Arzu' nun babası Salih Bey ; insanların gezerek , eğlenerek, yiyip içerek ömürlerini tükettiğini, bu tür şeylerin fuzuli işler olduğunu , insanın çalışıp , okuyup başarılı olarak hayata tutunabileceğini düşünürdü. Her şeyin sınırında götürülmesi gerektiğini söyler , otoriter bir baba modeli çizerdi. Kızının da düşüncelerini ve hayatını kendisi gibi yoğurmak için elinden geleni yapardı . Her ne kadar mantıksal yönü ağır basan bir kişilik olsa da eşiyle kalben uyum içinde oldukları için evlenmişlerdi. Eşinin kalbinin kendi kalbiyle bütünleştiğini düşünür ve evlilikleri de bu yönde iyi devam ederdi. Salih Bey ' in eşi Semra Hanım da evliliklerinde çok mutlu olmuş, bu mutluluğunu eşine ve kızına her zaman yansıtmıştı.
Arzu fiziki yapısı olarak annesine benziyordu. Şahane bir güzelliği yoktu ama çirkin de sayılmazdı. Saçları simsiyah , beyaz tenli bir kızdı. Her ne kadar uzun saçı sevse de bakımını tam olarak yapamadığı için omuzlarda bırakırdı. Yüz ifadesi olarak masum bir kız çocuğunu andırıyordu.

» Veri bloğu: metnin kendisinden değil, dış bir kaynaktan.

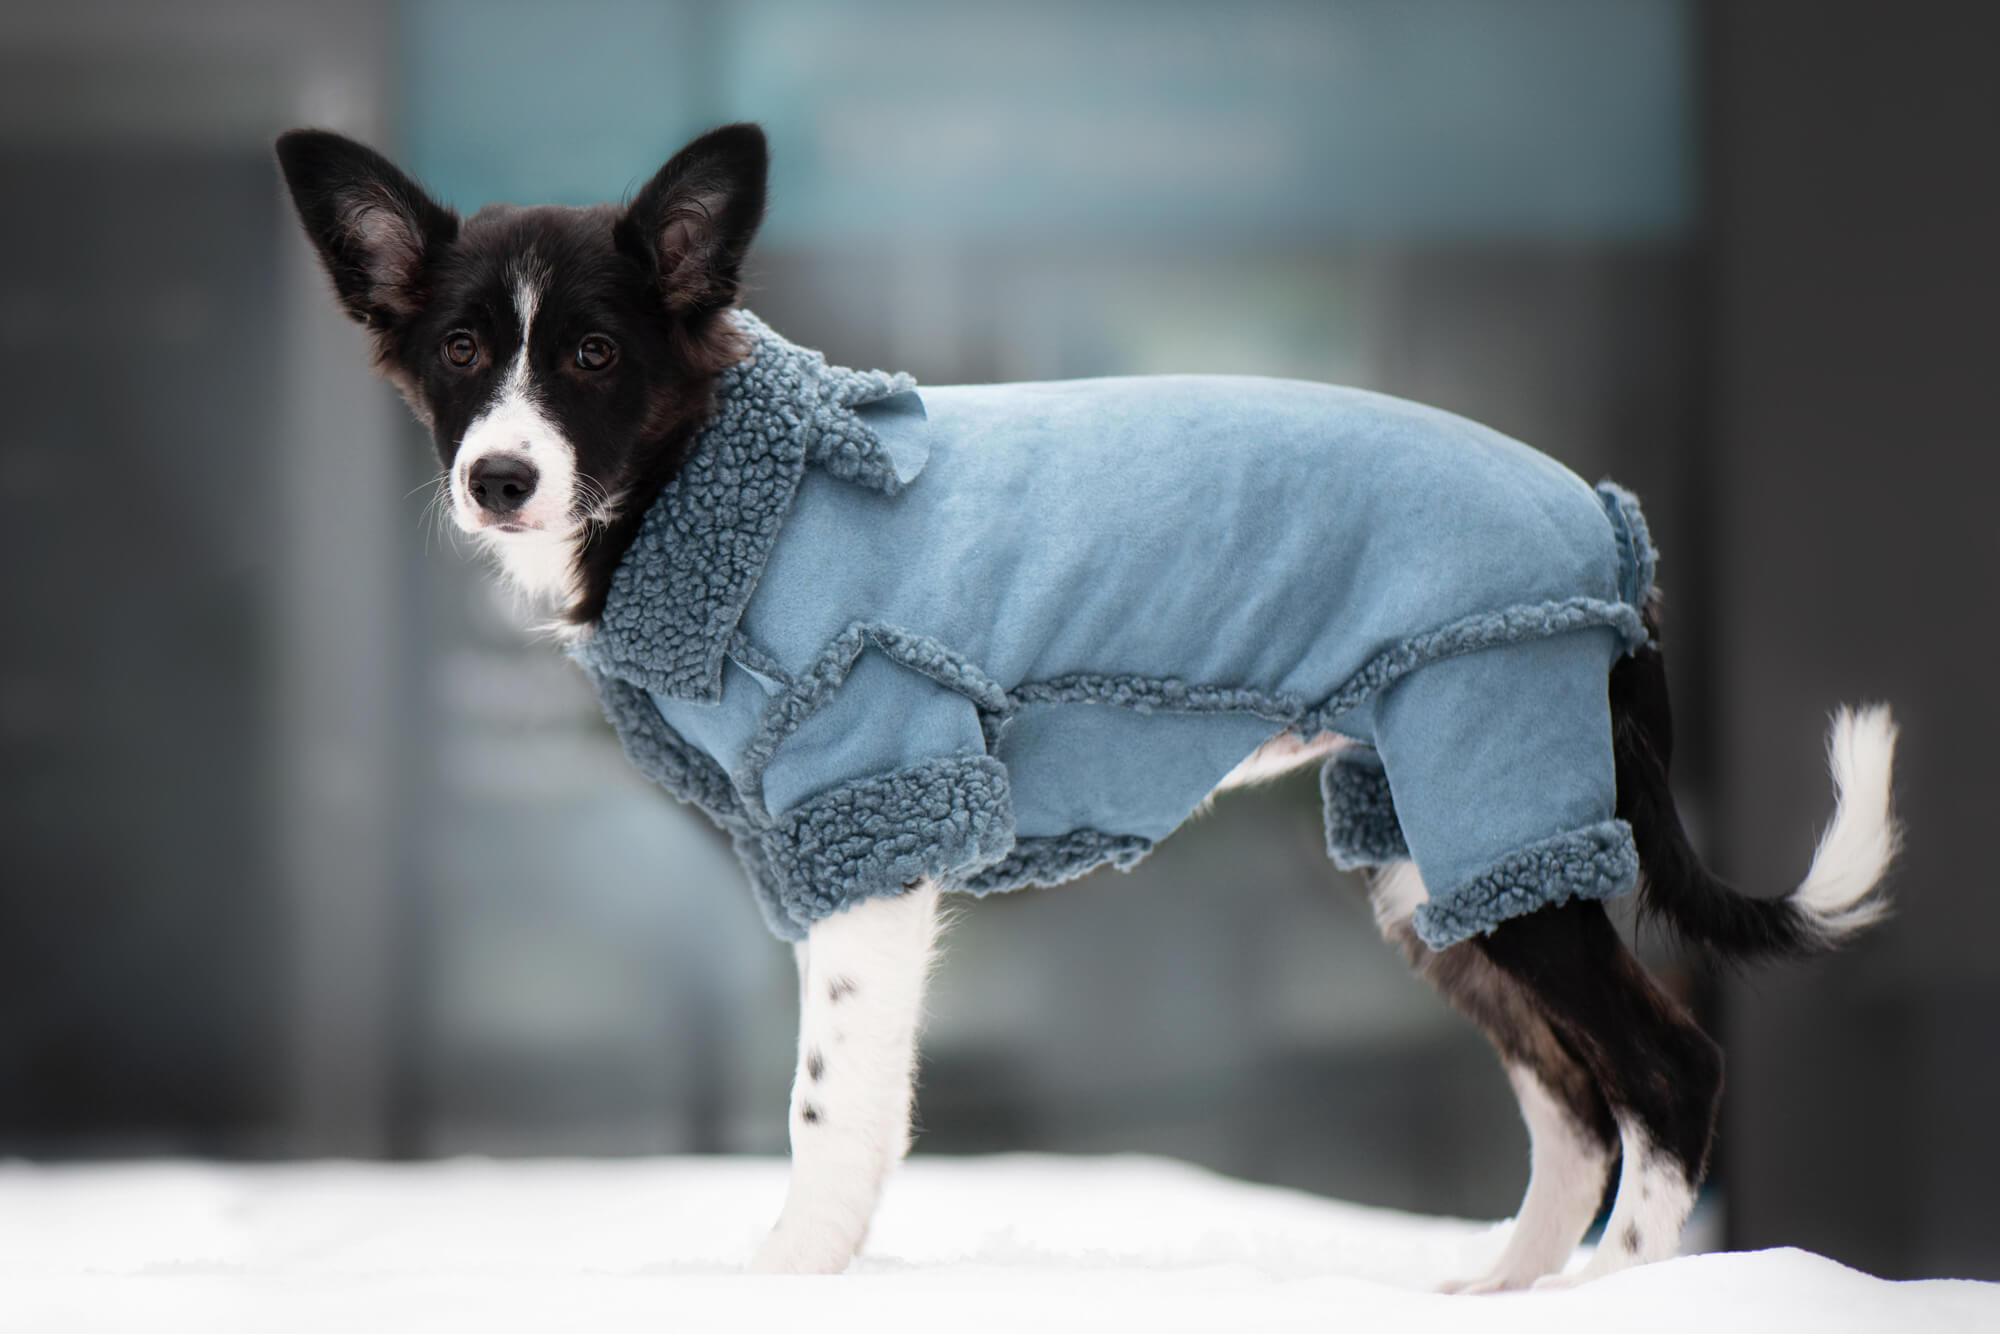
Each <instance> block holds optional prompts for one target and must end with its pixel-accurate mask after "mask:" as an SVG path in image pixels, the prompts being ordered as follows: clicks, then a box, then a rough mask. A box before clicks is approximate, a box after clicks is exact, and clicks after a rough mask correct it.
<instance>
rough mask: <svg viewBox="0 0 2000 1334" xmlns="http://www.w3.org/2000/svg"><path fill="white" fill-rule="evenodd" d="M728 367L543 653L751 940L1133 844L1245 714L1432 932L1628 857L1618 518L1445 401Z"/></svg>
mask: <svg viewBox="0 0 2000 1334" xmlns="http://www.w3.org/2000/svg"><path fill="white" fill-rule="evenodd" d="M738 318H740V320H742V322H744V328H746V332H750V334H752V340H754V352H752V356H750V358H748V360H746V362H742V364H738V366H734V368H730V370H728V372H726V374H724V378H722V384H720V396H718V414H716V420H714V422H712V424H710V426H708V430H706V432H704V434H702V436H700V438H698V442H696V446H694V450H692V454H690V460H688V466H686V470H684V472H682V476H680V478H678V480H676V482H674V484H670V486H668V488H666V490H664V492H662V496H660V500H658V502H656V504H654V508H652V510H650V512H648V516H646V522H644V526H642V530H640V536H638V538H636V540H634V544H632V548H630V550H628V552H626V558H624V562H622V564H620V568H618V572H616V574H614V578H612V596H610V600H608V604H606V612H604V616H602V618H600V622H598V626H596V628H594V630H592V634H590V636H586V638H584V640H580V642H578V644H576V646H574V648H572V652H574V656H576V658H578V660H580V662H582V664H584V668H586V670H588V672H590V676H592V680H594V682H596V686H598V692H600V698H602V702H604V706H606V714H608V716H610V720H612V724H614V726H616V728H618V734H620V738H622V740H624V744H626V752H628V754H630V756H632V760H634V764H638V768H640V770H642V772H646V774H648V776H652V778H656V780H660V782H662V784H666V786H668V788H670V790H672V792H674V794H676V796H680V798H684V800H690V802H694V804H696V806H700V808H702V810H704V812H708V814H710V818H714V820H716V822H718V824H720V826H722V828H726V830H728V832H730V836H732V838H734V844H736V850H738V854H740V858H742V862H744V868H746V872H748V876H750V880H752V884H754V886H756V892H758V902H760V906H762V912H764V918H766V924H770V928H772V930H774V932H778V934H780V936H784V938H794V940H796V938H800V936H802V934H804V928H806V926H810V922H814V920H818V918H824V916H828V914H832V912H838V910H840V908H844V906H846V904H850V902H854V900H858V898H864V896H870V894H894V892H898V890H902V888H904V886H906V884H910V882H914V880H916V878H922V876H932V878H940V880H942V882H946V884H948V886H952V888H960V890H968V892H976V894H978V892H988V890H1006V888H1018V886H1024V884H1054V882H1060V880H1066V878H1072V876H1078V874H1082V872H1084V870H1090V868H1092V866H1100V864H1104V862H1112V864H1118V866H1130V864H1132V862H1136V860H1138V858H1140V856H1144V854H1146V852H1148V850H1150V848H1152V846H1154V844H1156V842H1158V840H1160V838H1164V836H1166V834H1168V832H1172V830H1174V828H1176V826H1178V824H1180V822H1182V820H1186V818H1188V814H1192V810H1194V808H1196V806H1198V804H1200V800H1202V798H1204V796H1206V794H1208V792H1210V790H1212V788H1214V786H1216V782H1218V780H1220V778H1222V776H1224V774H1228V770H1230V768H1234V766H1236V764H1238V762H1240V760H1242V758H1244V756H1246V754H1250V752H1252V750H1254V748H1256V746H1258V744H1262V742H1264V740H1268V738H1270V736H1274V734H1278V732H1280V730H1296V732H1300V734H1304V736H1314V734H1318V732H1322V730H1332V732H1340V734H1344V736H1350V738H1354V740H1356V742H1360V744H1358V746H1354V748H1350V750H1346V752H1342V754H1340V756H1338V758H1336V760H1334V762H1330V764H1328V768H1326V770H1324V776H1322V790H1324V796H1326V832H1328V850H1330V854H1332V856H1334V860H1336V862H1338V864H1342V866H1360V864H1376V862H1384V860H1394V858H1402V856H1412V858H1414V860H1416V864H1418V868H1420V872H1422V874H1424V882H1426V884H1428V886H1430V902H1428V904H1424V906H1422V908H1420V910H1418V916H1416V928H1418V934H1420V936H1422V938H1424V940H1426V942H1428V944H1430V946H1432V948H1446V946H1450V944H1454V942H1458V940H1464V938H1468V936H1472V934H1478V932H1482V930H1492V928H1494V926H1498V924H1500V922H1502V920H1506V918H1510V916H1518V914H1522V912H1530V910H1534V908H1538V906H1544V904H1552V902H1560V900H1564V898H1570V896H1574V894H1586V896H1606V894H1618V892H1622V890H1628V888H1630V886H1632V884H1634V878H1636V870H1638V864H1636V856H1634V850H1632V836H1630V830H1628V828H1626V826H1624V824H1620V822H1618V820H1614V818H1612V796H1614V792H1612V752H1610V714H1608V704H1606V678H1608V670H1610V664H1612V660H1614V658H1616V656H1618V654H1622V652H1628V650H1630V648H1634V646H1638V644H1640V642H1642V640H1644V630H1642V624H1640V612H1638V608H1640V606H1642V604H1644V600H1646V596H1648V592H1650V586H1652V566H1654V554H1652V546H1650V540H1648V536H1646V526H1644V520H1642V518H1640V512H1638V506H1636V502H1634V500H1632V498H1630V496H1628V494H1624V492H1620V490H1618V488H1612V486H1600V488H1596V490H1592V488H1590V486H1588V484H1584V482H1582V480H1578V478H1576V476H1574V474H1570V472H1568V470H1564V468H1562V466H1560V464H1556V462H1554V460H1550V458H1546V456H1542V454H1536V452H1534V450H1530V448H1528V446H1524V444H1520V442H1516V440H1510V438H1506V436H1502V434H1498V432H1494V430H1488V428H1484V426H1478V424H1474V422H1468V420H1464V418H1458V416H1452V414H1448V412H1440V410H1434V408H1424V406H1418V404H1410V402H1402V400H1396V398H1388V396H1382V394H1370V392H1362V390H1350V388H1334V386H1324V384H1302V382H1288V380H1260V378H1236V376H1160V378H1128V380H1074V382H1056V384H1004V386H950V388H928V386H926V388H924V390H922V392H918V390H916V388H914V386H912V382H910V380H908V378H900V376H884V374H880V372H870V374H860V372H850V370H844V368H834V366H828V364H826V362H824V360H822V358H820V356H818V354H814V352H808V350H804V348H796V346H794V344H788V342H786V340H782V338H778V336H776V334H774V332H770V330H768V328H764V326H762V324H760V322H756V320H754V318H752V316H748V314H738Z"/></svg>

Gözleri sanki her an ağlayacakmış gibi bakıyor insanın içine işliyordu. Günlük yaşantısında da o ağlamaklı bakan gözlerini çoğu zaman bir silah olarak kullanırdı. İstekleri o gözlere bakıldığında asla geri çevrilmezdi.
Liseye yeni başlayan Arzu için yepyeni bir dünyanın kapıları açılmıştı. Arkadaşları , öğretmenleri, sınıfı, okulu.... Her şeyiyle yeni bir dünyaydı bu.
Yeni başladığı okula kısa sürede alıştı. Çok canlı ve neşeli bir kız değildi ama insanlara kendisini sevdirmeyi iyi bilirdi. Bir çok arkadaş tanıdı ve hepsiyle kaynaştı. Okula servisle gidiyor , geliyor ve günler böyle böyle geçiyordu. Okul onun için bir araçtı , yani okulu hayatının merkezi hâline getirmiyor sadece hayallerine giden yolda atlaması gereken bir hendek olarak görüyordu. Fakat bu tutumunu hiç bir zaman arkadaşlarına yansıtmıyordu. Okuldan gelip anne ve babasına okulda olup biteni anlatan çocuklar gibi hiç bir zaman olmamıştı.. Okulu okulda bırakır sanki hayatı iki bölüme ayrılıyormuş gibi davranırdı. Aslında Arzu ' nun okulu ailesinden ayırmasını gerektirecek bir durum yoktu.
ŞİMDİ OKUDUĞUN
AŞKIN KARANLIK YÜZÜ- Kitap Oldu
ChickLit256-Genç kız edebiyatı-30.05.2018 Ruhun ayrı, kalbin ayrı, beynin ayrı konusuyor ve sen arada mı kalıyorsun? O zaman bu kitap tam sana gore... Acıların hangisi en büyüğüydü? Kim karar verebilirdi ki buna? Kim benim neler hissettigimi benden daha...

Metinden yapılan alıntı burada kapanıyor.